Dear Mr. Salinger,

Dear Mr. Salinger,

I assume you don't have the internet, though I am unsure why I am so near to certain that you would not. If I were to hermit myself away in New Hampshire for decades, I think I would still like to subscribe to the New York Times, The Believer and, well, the internet. But my seclusion habits and yours perhaps differ. You were born in a time before the internet, before The Believer. The New York Times has been around, though, since 1851, so. Perhaps I have already lost your attention, Mr. Salinger, talking about myself and technology. Allow me to continue.

I first read all four of your published books when I was a senior in high school. I started with Franny & Zooey, after my friend Alex threw me a copy (literally) while digging through his parents old books from their college days, giving me his opinion on each of them. He had two copies of Franny & Zooey, chucked me a copy and said "read this." I don't take everyone's "read this." as serious as I take Alex's. He wouldn't prescribe me a book without assessing my mental and academic symptoms first. He was correct in his diagnosis. Franny & Zooey is exactly what I needed.

There are storybook moments in everyone's life that maybe aren't worth discussing or explaining, but resonate in the back of the mind as reminders of who we once were. In one of mine, I am crying and I don't know why. I am sitting outside of Heim's supermarket in Bellmawr, NJ, reading this book. I am not crying because of the book. I am not not crying because of the book.

I mean treasure is treasure for heaven's sake. What's the difference whether the treasure is money, or property, or even culture, or even just plain knowledge? It all seemed like exactly the same thing to me, if you take off the wrapping-- and it still does! Sometimes I think that knowledge-- when it's knowledge for knowledge's sake, anyway-- is the worst of all. The least excusable anyway. (Franny & Zooey p. 146) (marked with a fortune cookie fortune in my copy that reads "Your career is moving more and more towards service to other." hm.)

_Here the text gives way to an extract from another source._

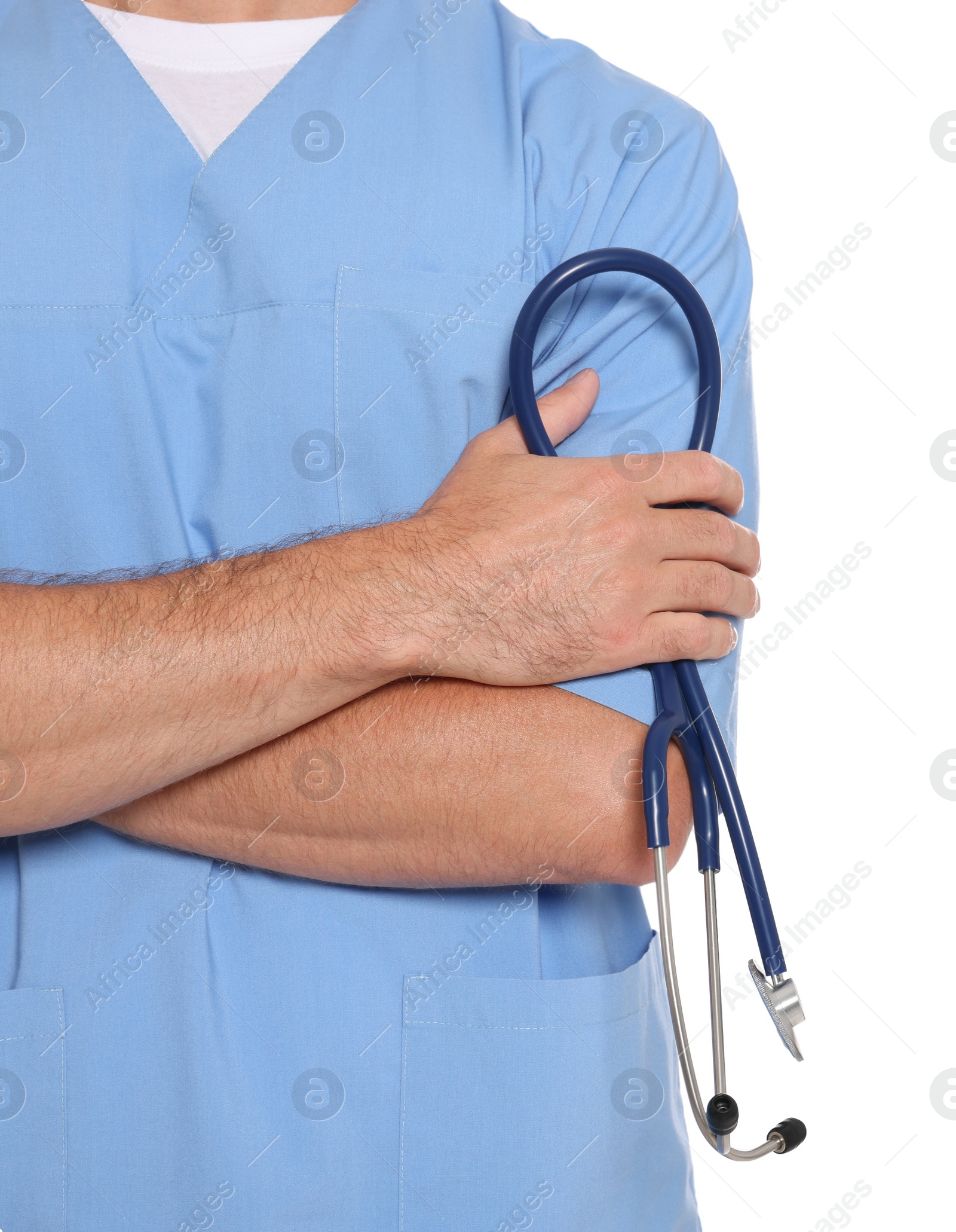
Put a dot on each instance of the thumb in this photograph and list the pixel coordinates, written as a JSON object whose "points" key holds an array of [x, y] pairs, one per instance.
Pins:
{"points": [[562, 412]]}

When you look back at yourself as a teenager, your actions make too much sense: hindsight is twenty/twenty, right? Maybe I was crying because I knew I would feel this way someday. I knew that my youthful idealism would end and I would be Franny, like everyone else my age, lamenting the lack of meaning that culture, knowledge, college, the world seemed to offer. Not to have. But to offer. Nothing would ever offer me a solution to meaninglessness, I would have to find one and cling to it and believe myself when I said it mattered. Maybe. The book became a cult classic maybe well before my seventeen year old self discovered it, praised it, recommended it endlessly. In college, to love this book was a cliche. And I cared not.

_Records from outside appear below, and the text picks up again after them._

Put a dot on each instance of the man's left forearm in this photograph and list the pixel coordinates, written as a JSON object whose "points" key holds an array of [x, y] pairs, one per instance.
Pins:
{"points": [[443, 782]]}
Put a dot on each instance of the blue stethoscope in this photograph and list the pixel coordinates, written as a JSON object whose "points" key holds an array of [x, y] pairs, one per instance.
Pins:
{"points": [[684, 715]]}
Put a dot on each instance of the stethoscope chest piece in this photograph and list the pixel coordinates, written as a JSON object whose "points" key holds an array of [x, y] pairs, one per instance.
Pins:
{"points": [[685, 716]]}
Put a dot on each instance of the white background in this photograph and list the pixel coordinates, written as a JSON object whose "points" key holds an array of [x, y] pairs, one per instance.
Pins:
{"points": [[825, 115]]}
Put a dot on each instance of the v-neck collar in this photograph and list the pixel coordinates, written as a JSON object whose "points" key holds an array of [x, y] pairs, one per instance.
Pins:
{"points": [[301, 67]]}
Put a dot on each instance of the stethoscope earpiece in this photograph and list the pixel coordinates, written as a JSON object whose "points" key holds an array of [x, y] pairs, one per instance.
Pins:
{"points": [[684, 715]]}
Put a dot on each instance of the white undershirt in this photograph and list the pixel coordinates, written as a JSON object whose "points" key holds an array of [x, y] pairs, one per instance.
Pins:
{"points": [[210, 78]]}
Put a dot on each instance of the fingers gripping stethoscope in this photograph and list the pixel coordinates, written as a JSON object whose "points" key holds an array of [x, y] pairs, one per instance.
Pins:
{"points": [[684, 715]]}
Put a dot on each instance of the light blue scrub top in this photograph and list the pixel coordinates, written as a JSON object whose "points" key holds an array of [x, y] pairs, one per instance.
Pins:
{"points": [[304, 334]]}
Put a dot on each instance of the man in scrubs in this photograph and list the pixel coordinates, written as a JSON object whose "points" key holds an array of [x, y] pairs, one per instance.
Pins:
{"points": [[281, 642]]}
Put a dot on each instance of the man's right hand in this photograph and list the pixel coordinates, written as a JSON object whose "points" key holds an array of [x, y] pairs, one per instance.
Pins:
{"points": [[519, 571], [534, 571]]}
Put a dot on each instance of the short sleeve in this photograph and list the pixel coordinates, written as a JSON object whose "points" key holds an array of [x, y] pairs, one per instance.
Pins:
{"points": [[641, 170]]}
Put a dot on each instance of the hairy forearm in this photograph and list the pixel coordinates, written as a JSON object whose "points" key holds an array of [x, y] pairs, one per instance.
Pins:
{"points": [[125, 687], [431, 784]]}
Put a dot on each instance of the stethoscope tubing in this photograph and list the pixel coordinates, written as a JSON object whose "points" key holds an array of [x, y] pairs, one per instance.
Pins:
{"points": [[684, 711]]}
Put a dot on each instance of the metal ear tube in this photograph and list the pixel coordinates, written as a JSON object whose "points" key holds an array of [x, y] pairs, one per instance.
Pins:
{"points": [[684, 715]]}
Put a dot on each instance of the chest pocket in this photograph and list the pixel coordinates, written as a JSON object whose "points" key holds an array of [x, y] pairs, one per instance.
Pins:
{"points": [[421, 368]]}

Really, though, what I am saying, Mr. Salinger, is that your effect was universal in the best way that something could be universal. I don't know why you decided never to talk to anyone again. I can read your books like tea leaves and try to discern a possibility, but unless you come out and say so, all that scholars and fans alike will ever have are their musings. I hoped, honestly, that you would die while I was in graduate school and all of the work I hope that you've been writing, the files full of the Glass family saga, would be published. Then I could write my masters thesis on you and become a scholar of you and your cult following. Well, today, January 1, 2009, you turn ninety years old. I will receive my MA from NYU in the spring. Your death has yet to come. More power to you, though your longevity, to me, is absurd. I see know signs from you that you enjoy life. You gave the world characters they could trust and believe and then you backed away, waving your arms in front of you, "oh not, not this."

I wonder if you've read the Harry Potter books. Or the article in the Times about you from this past week. I wonder if you ever go outside. Nature, I would think, is a hermit's only ally. Dear Mr. Salinger, either way, unpublished manuscripts with words waiting to burst into print on the un/happy day of your departure from this world, either way, I am glad for your books. They resonate, like those memories you don't want to share. I am glad you shared with us the Glass family, Holden Caulfield, and a pervading aura of mystery that surrounds everything that has come from you. And despite your repulsion of the world, you didn't take the cowardly way out. You haven't done yourself in, and I, if anyone, appreciate this. I believe, I have always believed, to this day so far in my lifetime and most likely into the both near and far future, that you are if not the best, one of the greatest American writers.

So have your seclusion, have your earned privacy and have your mystery. When you are gone, I hope to at least be lucky enough to have something come of it. Whether it be twelve new novels perfected, a letter to the world, or a shopping list. A scrap of paper. Something to help it make enough sense that even if your hermitude still does not make sense, I will feel justified that we, your fans, your scholars, have not hoped all these years for what is only the same silence you meet us with alive. A handful of ashes, something to help make sense of a world that you have helped to point out, makes little sense.

Best, kimberly ann josephine southwick.


  1. "The Internet" is a fine publication but fails to give the insight and quality of production offered by both the New York Times and the Believer.

    It's interesting that you choose to lament and celebrate Salinger's long life.

    Have you read Shoeless Joe? A large chunk of that book involves kidnapping J.D. Salinger. Wondered what you thought of it.